What enters your mind when someone asks you about elvish music? On different days, this produces different responses from me. Some days, I think of Enya and other Celtic music; specifically of Clannad and Enya's sister, Moire ni Bhraonain (Moya Brennan). Some days I think of Shakespeare's proud Titania, ill-met by moonlight, and her brooding spouse, Oberon – A Midsummer Night's Dream is surely one of the classics detailing the odd relationship between humans and faerie.

I think it is Julian May's fault when I think of the Londonderry Air, that infamous and terrifyingly sad beauty of a tune, whose most famous lyrics are found in the song Danny Boy. Tolkien, of course, is an inevitable comparison; but his music of the elves is hardly detailed, and composing in Quenya and Sindarin (let alone translating such compositions) is beyond most people.

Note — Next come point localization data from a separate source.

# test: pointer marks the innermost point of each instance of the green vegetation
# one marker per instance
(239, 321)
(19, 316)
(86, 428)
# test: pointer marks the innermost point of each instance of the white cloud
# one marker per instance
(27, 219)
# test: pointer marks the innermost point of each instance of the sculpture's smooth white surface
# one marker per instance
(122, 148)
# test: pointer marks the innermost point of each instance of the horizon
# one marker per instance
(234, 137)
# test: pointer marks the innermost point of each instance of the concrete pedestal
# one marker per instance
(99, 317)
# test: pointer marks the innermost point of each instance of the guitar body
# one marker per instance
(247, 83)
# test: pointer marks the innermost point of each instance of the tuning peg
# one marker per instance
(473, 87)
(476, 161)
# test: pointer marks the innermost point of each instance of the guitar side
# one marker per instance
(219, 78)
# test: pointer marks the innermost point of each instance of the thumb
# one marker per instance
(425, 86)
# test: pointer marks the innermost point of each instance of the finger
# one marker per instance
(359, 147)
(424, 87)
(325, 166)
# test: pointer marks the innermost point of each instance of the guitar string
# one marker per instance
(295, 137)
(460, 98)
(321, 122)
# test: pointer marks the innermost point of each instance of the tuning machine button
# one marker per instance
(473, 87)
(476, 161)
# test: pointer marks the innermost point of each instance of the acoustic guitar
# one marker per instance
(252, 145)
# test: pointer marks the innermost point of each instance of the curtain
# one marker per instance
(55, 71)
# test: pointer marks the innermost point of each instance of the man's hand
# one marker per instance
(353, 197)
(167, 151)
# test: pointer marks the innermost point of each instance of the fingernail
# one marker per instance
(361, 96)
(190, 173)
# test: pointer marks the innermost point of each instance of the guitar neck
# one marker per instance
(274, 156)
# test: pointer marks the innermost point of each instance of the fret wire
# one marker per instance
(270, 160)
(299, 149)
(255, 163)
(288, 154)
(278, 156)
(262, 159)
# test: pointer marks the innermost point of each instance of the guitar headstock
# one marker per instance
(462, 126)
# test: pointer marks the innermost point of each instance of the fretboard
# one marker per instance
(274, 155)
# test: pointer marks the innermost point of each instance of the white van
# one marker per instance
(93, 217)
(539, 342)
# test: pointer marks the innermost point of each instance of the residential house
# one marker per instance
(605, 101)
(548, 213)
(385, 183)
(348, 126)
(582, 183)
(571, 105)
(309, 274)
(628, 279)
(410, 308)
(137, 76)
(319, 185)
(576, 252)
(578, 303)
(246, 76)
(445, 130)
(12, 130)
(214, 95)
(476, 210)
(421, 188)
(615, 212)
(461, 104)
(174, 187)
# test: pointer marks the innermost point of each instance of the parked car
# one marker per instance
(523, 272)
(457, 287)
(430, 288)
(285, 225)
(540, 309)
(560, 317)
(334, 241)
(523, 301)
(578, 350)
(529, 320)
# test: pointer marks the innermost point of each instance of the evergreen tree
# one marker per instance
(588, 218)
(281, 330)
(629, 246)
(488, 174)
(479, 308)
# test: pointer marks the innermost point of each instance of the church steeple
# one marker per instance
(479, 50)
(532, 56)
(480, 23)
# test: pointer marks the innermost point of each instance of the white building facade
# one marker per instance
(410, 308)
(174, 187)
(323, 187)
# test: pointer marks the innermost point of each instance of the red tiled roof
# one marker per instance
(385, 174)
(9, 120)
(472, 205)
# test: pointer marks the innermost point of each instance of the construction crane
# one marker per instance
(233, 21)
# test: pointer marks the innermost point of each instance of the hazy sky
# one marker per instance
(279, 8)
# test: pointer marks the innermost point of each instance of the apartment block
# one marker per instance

Once in a while, you dig up the darndest things though. Here is an unusual poem. It seems to be written in some sort of 10.9.10.9 metric, much different from the Londonderry Air's lyrical 12.10.12.10. More interesting is the way the stanzas are chained; while there is a rhyme scheme of the abab sort, on closer inspection, it is actually abab bcbc cdcd dada, with the last line of stanza being echoed as the first line of the next. The last line is identical with the first, thus completing the chain.

Elves, it would seem to the anonymous author of this verse, are logical aesthetes; they craft beauty into objects with an internal logic, a recognisable structure with a fixed pattern. In like vein, it is interesting to look at the other works I've mentioned and try to figure out what kind of elves would have crafted such music or poetry.

Then again, you might end up with some sort of faerie vegetable. I speak, of course, of the awfully old chestnut: elvish parsley, king of rock-and-roll.